Rede quer impedir casos como o da líder indígena Sônia Guajajara, intimada por suposta difamação - Jane de Araújo/Agência Senado
Rede quer impedir casos como o da líder indígena Sônia Guajajara, intimada por suposta difamação Imagem: Jane de Araújo/Agência Senado
do UOL

Do UOL, em São Paulo

04/05/2021 21h29Atualizada em 04/05/2021 21h34

Após a Câmara dos Deputados aprovar o texto-base do projeto que revoga a Lei de Segurança Nacional (LSN), a Rede Sustentabilidade entrou com um habeas corpus coletivo no STF (Supremo Tribunal Federal) para tentar trancar todos os inquéritos e ações penais que se baseiam nesta lei — em especial, aqueles associados às críticas ao presidente Jair Bolsonaro (sem partido).

A LSN foi sancionada em 1983, durante a ditadura militar, para listar crimes que afetem a ordem política e social — incluindo aqueles cometidos contra a democracia, a soberania nacional, as instituições e a pessoa do presidente da República.

Em nota, o partido explicou que o objetivo do HC impedir que novos inquéritos ou quaisquer outros procedimentos administrativos de natureza penal sejam abertos com base no mesmo arcabouço "fático", como aqueles contra os líderes indígenas Sônia Guajajara (foto acima) e Almir Narayamoga Suruí, os quais classificou como "perseguição".

"É fato público e notório o recente aparelhamento estatal em prol de perseguições políticas e ideológicas a partir de uma bússola cujo norte é o governante de plantão: quem dele discorda merece ser investigado e ter sua imagem exposta como um suposto criminoso. Ao que parece, o Brasil, infelizmente, ainda não superou por completo o traço autoritário e ditatorial", defende a Rede na ação.

(...) o Brasil vem se tornando um ambiente hostil ao exercício das liberdades expressivas e, em última análise, de pensamento. Quem discorda, ainda que de modo inteiramente legítimo, do presidente da República parece merecer ser o alvo da mira do laser estatal. Fato absolutamente incompatível com os preceitos insculpidos na Constituição Federal atinentes ao Estado que deveria ser democrático e aberto à diversidade de ideais e ideias.
Rede, em ação ajuizada no STF

Projeto de lei

Após votação simbólica favorável à revogação da LSN, os deputados agora vão avaliar os destaques — sugestões de propostas que podem mudar o teor da proposta. O texto foi aprovado à revelia da liderança do governo, que orientou contra, e do PSL, que atuou para tentar tirá-lo da pauta.

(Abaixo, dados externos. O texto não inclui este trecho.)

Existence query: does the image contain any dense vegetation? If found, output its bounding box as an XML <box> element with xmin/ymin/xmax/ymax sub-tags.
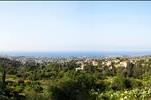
<box><xmin>0</xmin><ymin>58</ymin><xmax>151</xmax><ymax>100</ymax></box>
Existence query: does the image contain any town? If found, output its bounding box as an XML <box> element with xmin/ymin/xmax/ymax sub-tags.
<box><xmin>0</xmin><ymin>56</ymin><xmax>151</xmax><ymax>100</ymax></box>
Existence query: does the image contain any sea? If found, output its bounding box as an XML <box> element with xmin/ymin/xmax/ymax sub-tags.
<box><xmin>0</xmin><ymin>51</ymin><xmax>151</xmax><ymax>57</ymax></box>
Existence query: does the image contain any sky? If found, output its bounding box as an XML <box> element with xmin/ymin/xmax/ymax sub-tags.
<box><xmin>0</xmin><ymin>1</ymin><xmax>151</xmax><ymax>52</ymax></box>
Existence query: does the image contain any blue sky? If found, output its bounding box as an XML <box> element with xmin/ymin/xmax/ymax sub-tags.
<box><xmin>0</xmin><ymin>1</ymin><xmax>151</xmax><ymax>51</ymax></box>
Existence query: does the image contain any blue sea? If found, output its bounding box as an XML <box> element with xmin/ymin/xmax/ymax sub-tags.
<box><xmin>0</xmin><ymin>51</ymin><xmax>151</xmax><ymax>57</ymax></box>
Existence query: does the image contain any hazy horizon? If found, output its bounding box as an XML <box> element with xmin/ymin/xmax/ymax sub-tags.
<box><xmin>0</xmin><ymin>1</ymin><xmax>151</xmax><ymax>52</ymax></box>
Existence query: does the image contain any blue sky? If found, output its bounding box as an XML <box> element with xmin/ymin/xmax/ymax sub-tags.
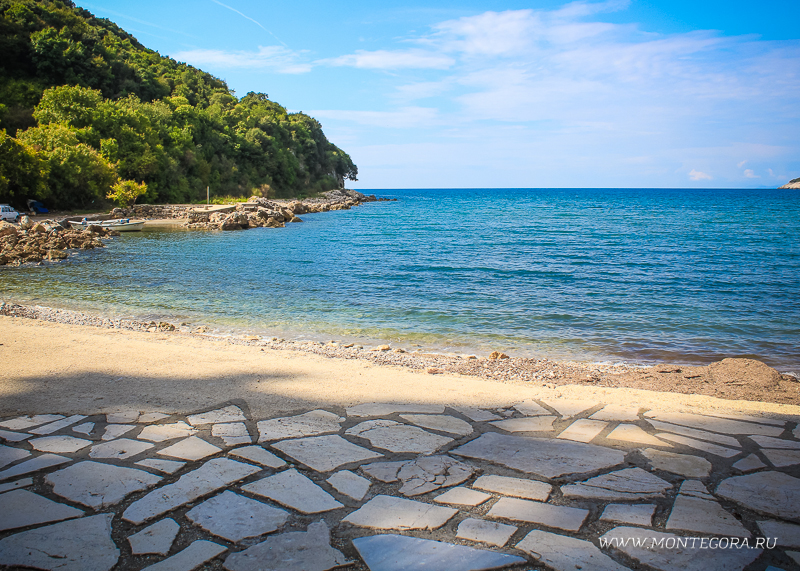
<box><xmin>83</xmin><ymin>0</ymin><xmax>800</xmax><ymax>188</ymax></box>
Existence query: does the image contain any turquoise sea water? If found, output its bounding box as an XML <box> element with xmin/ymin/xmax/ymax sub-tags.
<box><xmin>0</xmin><ymin>189</ymin><xmax>800</xmax><ymax>370</ymax></box>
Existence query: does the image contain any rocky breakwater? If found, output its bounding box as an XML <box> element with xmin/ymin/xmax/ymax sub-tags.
<box><xmin>186</xmin><ymin>189</ymin><xmax>390</xmax><ymax>230</ymax></box>
<box><xmin>0</xmin><ymin>216</ymin><xmax>119</xmax><ymax>266</ymax></box>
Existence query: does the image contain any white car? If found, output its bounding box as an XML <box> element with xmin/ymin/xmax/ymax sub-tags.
<box><xmin>0</xmin><ymin>204</ymin><xmax>19</xmax><ymax>222</ymax></box>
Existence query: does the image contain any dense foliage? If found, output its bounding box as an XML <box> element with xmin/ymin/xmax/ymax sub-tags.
<box><xmin>0</xmin><ymin>0</ymin><xmax>358</xmax><ymax>208</ymax></box>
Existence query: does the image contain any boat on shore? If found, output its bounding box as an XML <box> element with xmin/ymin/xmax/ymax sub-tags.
<box><xmin>69</xmin><ymin>218</ymin><xmax>145</xmax><ymax>232</ymax></box>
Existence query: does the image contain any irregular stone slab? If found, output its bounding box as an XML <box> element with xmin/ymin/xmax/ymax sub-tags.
<box><xmin>456</xmin><ymin>518</ymin><xmax>518</xmax><ymax>547</ymax></box>
<box><xmin>0</xmin><ymin>446</ymin><xmax>31</xmax><ymax>468</ymax></box>
<box><xmin>452</xmin><ymin>432</ymin><xmax>625</xmax><ymax>478</ymax></box>
<box><xmin>0</xmin><ymin>430</ymin><xmax>31</xmax><ymax>442</ymax></box>
<box><xmin>514</xmin><ymin>399</ymin><xmax>553</xmax><ymax>416</ymax></box>
<box><xmin>516</xmin><ymin>529</ymin><xmax>629</xmax><ymax>571</ymax></box>
<box><xmin>353</xmin><ymin>534</ymin><xmax>525</xmax><ymax>571</ymax></box>
<box><xmin>89</xmin><ymin>438</ymin><xmax>153</xmax><ymax>460</ymax></box>
<box><xmin>142</xmin><ymin>539</ymin><xmax>228</xmax><ymax>571</ymax></box>
<box><xmin>489</xmin><ymin>416</ymin><xmax>556</xmax><ymax>432</ymax></box>
<box><xmin>400</xmin><ymin>414</ymin><xmax>474</xmax><ymax>436</ymax></box>
<box><xmin>242</xmin><ymin>468</ymin><xmax>344</xmax><ymax>514</ymax></box>
<box><xmin>647</xmin><ymin>418</ymin><xmax>742</xmax><ymax>448</ymax></box>
<box><xmin>325</xmin><ymin>470</ymin><xmax>371</xmax><ymax>502</ymax></box>
<box><xmin>272</xmin><ymin>434</ymin><xmax>383</xmax><ymax>472</ymax></box>
<box><xmin>716</xmin><ymin>471</ymin><xmax>800</xmax><ymax>520</ymax></box>
<box><xmin>224</xmin><ymin>521</ymin><xmax>352</xmax><ymax>571</ymax></box>
<box><xmin>544</xmin><ymin>399</ymin><xmax>599</xmax><ymax>418</ymax></box>
<box><xmin>228</xmin><ymin>446</ymin><xmax>286</xmax><ymax>468</ymax></box>
<box><xmin>186</xmin><ymin>405</ymin><xmax>247</xmax><ymax>426</ymax></box>
<box><xmin>600</xmin><ymin>504</ymin><xmax>656</xmax><ymax>527</ymax></box>
<box><xmin>761</xmin><ymin>450</ymin><xmax>800</xmax><ymax>468</ymax></box>
<box><xmin>101</xmin><ymin>424</ymin><xmax>136</xmax><ymax>440</ymax></box>
<box><xmin>136</xmin><ymin>421</ymin><xmax>197</xmax><ymax>442</ymax></box>
<box><xmin>156</xmin><ymin>436</ymin><xmax>222</xmax><ymax>460</ymax></box>
<box><xmin>0</xmin><ymin>454</ymin><xmax>72</xmax><ymax>481</ymax></box>
<box><xmin>0</xmin><ymin>414</ymin><xmax>64</xmax><ymax>430</ymax></box>
<box><xmin>750</xmin><ymin>436</ymin><xmax>800</xmax><ymax>450</ymax></box>
<box><xmin>600</xmin><ymin>527</ymin><xmax>762</xmax><ymax>571</ymax></box>
<box><xmin>486</xmin><ymin>498</ymin><xmax>589</xmax><ymax>531</ymax></box>
<box><xmin>362</xmin><ymin>456</ymin><xmax>475</xmax><ymax>496</ymax></box>
<box><xmin>642</xmin><ymin>448</ymin><xmax>711</xmax><ymax>478</ymax></box>
<box><xmin>128</xmin><ymin>518</ymin><xmax>181</xmax><ymax>555</ymax></box>
<box><xmin>72</xmin><ymin>422</ymin><xmax>94</xmax><ymax>436</ymax></box>
<box><xmin>589</xmin><ymin>404</ymin><xmax>639</xmax><ymax>422</ymax></box>
<box><xmin>136</xmin><ymin>458</ymin><xmax>186</xmax><ymax>474</ymax></box>
<box><xmin>561</xmin><ymin>468</ymin><xmax>672</xmax><ymax>500</ymax></box>
<box><xmin>556</xmin><ymin>418</ymin><xmax>608</xmax><ymax>442</ymax></box>
<box><xmin>454</xmin><ymin>406</ymin><xmax>500</xmax><ymax>422</ymax></box>
<box><xmin>106</xmin><ymin>409</ymin><xmax>140</xmax><ymax>424</ymax></box>
<box><xmin>606</xmin><ymin>424</ymin><xmax>672</xmax><ymax>448</ymax></box>
<box><xmin>666</xmin><ymin>482</ymin><xmax>750</xmax><ymax>537</ymax></box>
<box><xmin>645</xmin><ymin>411</ymin><xmax>783</xmax><ymax>436</ymax></box>
<box><xmin>0</xmin><ymin>490</ymin><xmax>83</xmax><ymax>531</ymax></box>
<box><xmin>211</xmin><ymin>422</ymin><xmax>253</xmax><ymax>446</ymax></box>
<box><xmin>28</xmin><ymin>414</ymin><xmax>86</xmax><ymax>435</ymax></box>
<box><xmin>186</xmin><ymin>490</ymin><xmax>289</xmax><ymax>543</ymax></box>
<box><xmin>433</xmin><ymin>488</ymin><xmax>492</xmax><ymax>506</ymax></box>
<box><xmin>0</xmin><ymin>514</ymin><xmax>119</xmax><ymax>571</ymax></box>
<box><xmin>342</xmin><ymin>495</ymin><xmax>458</xmax><ymax>530</ymax></box>
<box><xmin>733</xmin><ymin>454</ymin><xmax>766</xmax><ymax>472</ymax></box>
<box><xmin>347</xmin><ymin>402</ymin><xmax>444</xmax><ymax>416</ymax></box>
<box><xmin>472</xmin><ymin>476</ymin><xmax>553</xmax><ymax>502</ymax></box>
<box><xmin>658</xmin><ymin>432</ymin><xmax>742</xmax><ymax>458</ymax></box>
<box><xmin>45</xmin><ymin>461</ymin><xmax>161</xmax><ymax>509</ymax></box>
<box><xmin>756</xmin><ymin>521</ymin><xmax>800</xmax><ymax>547</ymax></box>
<box><xmin>346</xmin><ymin>420</ymin><xmax>453</xmax><ymax>454</ymax></box>
<box><xmin>0</xmin><ymin>478</ymin><xmax>33</xmax><ymax>494</ymax></box>
<box><xmin>258</xmin><ymin>410</ymin><xmax>344</xmax><ymax>442</ymax></box>
<box><xmin>122</xmin><ymin>458</ymin><xmax>259</xmax><ymax>525</ymax></box>
<box><xmin>30</xmin><ymin>436</ymin><xmax>92</xmax><ymax>454</ymax></box>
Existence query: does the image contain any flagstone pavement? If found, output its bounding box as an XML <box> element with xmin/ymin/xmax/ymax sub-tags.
<box><xmin>0</xmin><ymin>398</ymin><xmax>800</xmax><ymax>571</ymax></box>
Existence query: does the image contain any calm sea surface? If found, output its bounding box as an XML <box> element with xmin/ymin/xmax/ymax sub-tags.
<box><xmin>0</xmin><ymin>189</ymin><xmax>800</xmax><ymax>371</ymax></box>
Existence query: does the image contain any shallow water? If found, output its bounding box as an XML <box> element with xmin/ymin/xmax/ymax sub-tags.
<box><xmin>0</xmin><ymin>189</ymin><xmax>800</xmax><ymax>370</ymax></box>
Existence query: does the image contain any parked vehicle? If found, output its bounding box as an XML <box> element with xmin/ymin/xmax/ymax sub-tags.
<box><xmin>28</xmin><ymin>199</ymin><xmax>50</xmax><ymax>214</ymax></box>
<box><xmin>0</xmin><ymin>204</ymin><xmax>20</xmax><ymax>222</ymax></box>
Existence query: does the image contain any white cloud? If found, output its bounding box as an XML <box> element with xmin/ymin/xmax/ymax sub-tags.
<box><xmin>689</xmin><ymin>169</ymin><xmax>712</xmax><ymax>181</ymax></box>
<box><xmin>173</xmin><ymin>46</ymin><xmax>313</xmax><ymax>74</ymax></box>
<box><xmin>320</xmin><ymin>49</ymin><xmax>455</xmax><ymax>69</ymax></box>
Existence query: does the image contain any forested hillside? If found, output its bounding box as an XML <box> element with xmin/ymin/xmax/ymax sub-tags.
<box><xmin>0</xmin><ymin>0</ymin><xmax>358</xmax><ymax>208</ymax></box>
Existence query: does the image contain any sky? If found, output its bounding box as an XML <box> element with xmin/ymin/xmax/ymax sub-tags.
<box><xmin>83</xmin><ymin>0</ymin><xmax>800</xmax><ymax>189</ymax></box>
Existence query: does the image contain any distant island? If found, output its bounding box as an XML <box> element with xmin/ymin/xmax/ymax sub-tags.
<box><xmin>0</xmin><ymin>0</ymin><xmax>358</xmax><ymax>209</ymax></box>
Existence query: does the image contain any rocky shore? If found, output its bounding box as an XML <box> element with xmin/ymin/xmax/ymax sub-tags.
<box><xmin>0</xmin><ymin>216</ymin><xmax>119</xmax><ymax>266</ymax></box>
<box><xmin>0</xmin><ymin>302</ymin><xmax>800</xmax><ymax>405</ymax></box>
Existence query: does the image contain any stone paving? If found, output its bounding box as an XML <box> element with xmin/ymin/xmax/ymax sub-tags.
<box><xmin>0</xmin><ymin>399</ymin><xmax>800</xmax><ymax>571</ymax></box>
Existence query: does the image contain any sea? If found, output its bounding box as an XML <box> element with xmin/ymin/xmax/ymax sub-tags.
<box><xmin>0</xmin><ymin>188</ymin><xmax>800</xmax><ymax>372</ymax></box>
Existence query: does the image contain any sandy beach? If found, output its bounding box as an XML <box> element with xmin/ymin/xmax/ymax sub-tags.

A LSN tem sido usada de formas recorrentes pelo governo Bolsonaro para investigar opositores e críticos. O projeto aprovado há pouco é intitulado "Lei do Estado Democrático" e traz como pressupostos, entre outros pontos, instituir o crime de golpe de Estado, inexistente na legislação atual nestes termos.

A relatora, deputada Margarete Coelho (PP-PI), apresentou uma revisão da lei a partir de um texto do ex-ministro da Justiça Miguel Reale, de autoria do deputado Helio Bicudo (PT-SP). O parecer prevê punições para práticas como incitar guerra civil, insurreição e espionagem.

Há ainda um capítulo sobre o funcionamento das eleições no relatório. O texto prevê prisão de um a cinco anos e multa para quem fizer disparos em massa durante o período eleitoral de fake news. Um dos destaques apresentados por deputados visa justamente suprimir todo esse trecho da lei.